Лицо у папы спокойное и невозмутимое. Я всматриваюсь в него, как зачарованная. Теперь трудно, почти невозможно представить его гоняющимися за жуликами. Неужели этот безобидный и чудаковатый старикан швырял людей на землю, заглядывал в глаза негодяям, знавшим грязные тайны, и вырывал из них правду пополам с ложью? Или же он всегда тут сидел, как в это мгновение, пил чай и смотрел телевизор, и если я снова вернусь в другое «теперь», останется ли он здесь, замерев навсегда?
Дверь в гостиную открывается, и заходит мама. Волосы у нее седые, коротко остриженные, и годы превратили ее лицо в нечто поразительное. Для описания каждой его части нужен атлас. Ее подбородок – множество подбородков, по-прежнему маленький и острый, но слой за слоем испещренный мышцами и морщинами. Ее щеки – очерченные кости и шелковистые реки кожи, ее брови подрагивают под огромными глубокомысленными морщинами на лбу. Ее рот окружен морщинками от улыбок, гримасок, горестей, переживаний и смеха. В ней нет ничего, что каким-то образом не отражало историй ее жизни.

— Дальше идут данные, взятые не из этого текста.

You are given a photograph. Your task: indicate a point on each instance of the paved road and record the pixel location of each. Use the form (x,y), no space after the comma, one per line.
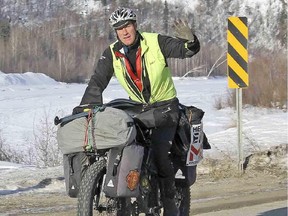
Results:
(268,209)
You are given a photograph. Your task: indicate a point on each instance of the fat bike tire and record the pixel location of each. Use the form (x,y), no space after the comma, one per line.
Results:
(90,187)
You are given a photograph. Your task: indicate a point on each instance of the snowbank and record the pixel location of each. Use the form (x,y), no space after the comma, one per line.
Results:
(28,78)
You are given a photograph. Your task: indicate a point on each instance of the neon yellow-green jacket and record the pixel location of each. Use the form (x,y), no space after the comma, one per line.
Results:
(161,83)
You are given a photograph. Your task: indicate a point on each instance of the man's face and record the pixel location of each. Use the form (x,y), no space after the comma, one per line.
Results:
(127,34)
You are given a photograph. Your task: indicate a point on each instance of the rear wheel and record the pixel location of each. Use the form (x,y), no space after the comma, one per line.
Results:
(91,199)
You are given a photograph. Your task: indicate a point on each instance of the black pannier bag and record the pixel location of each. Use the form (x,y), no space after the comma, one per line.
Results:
(123,171)
(75,165)
(188,145)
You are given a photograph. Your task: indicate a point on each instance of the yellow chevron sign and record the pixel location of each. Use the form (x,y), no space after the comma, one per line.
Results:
(237,55)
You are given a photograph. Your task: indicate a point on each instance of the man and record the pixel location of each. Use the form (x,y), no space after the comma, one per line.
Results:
(138,60)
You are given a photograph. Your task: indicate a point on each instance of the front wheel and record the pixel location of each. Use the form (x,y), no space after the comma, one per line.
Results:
(183,200)
(91,199)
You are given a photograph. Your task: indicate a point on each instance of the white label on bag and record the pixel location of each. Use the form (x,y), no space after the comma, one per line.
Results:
(195,154)
(110,183)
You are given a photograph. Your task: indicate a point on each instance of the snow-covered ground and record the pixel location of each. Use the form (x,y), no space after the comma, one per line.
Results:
(27,98)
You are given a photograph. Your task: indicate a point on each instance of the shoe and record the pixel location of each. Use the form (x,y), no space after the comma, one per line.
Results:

Она что-то говорит отцу, и тот подвигается, она усаживается рядом с ним, он обнимает ее за плечи, не отрываясь от экрана, а она садится, подтянув к груди колени, ступни свисают с края дивана, в детской позе, за которую она всегда меня ругала, это же унизительно, вот лицемерка!
Она макает диетическое печенье в его кружку. Это всегда его раздражало, налей себе чаю, говорил он, но нет, она не пьет чай с молоком, какой в этом прок, как выражался Джордж Оруэлл, если хочешь налить в чашку молока с сахаром, так и налей их, зачем же чай переводить? Но молоко с сахаром не так вкусно, как когда они впитаются в печенье, и вот – она макает его в папину кружку. Спорить он перестал. Я смотрю на них, сидящих рядом, и они счастливы. По-прежнему любят друг друга. И все у них хорошо.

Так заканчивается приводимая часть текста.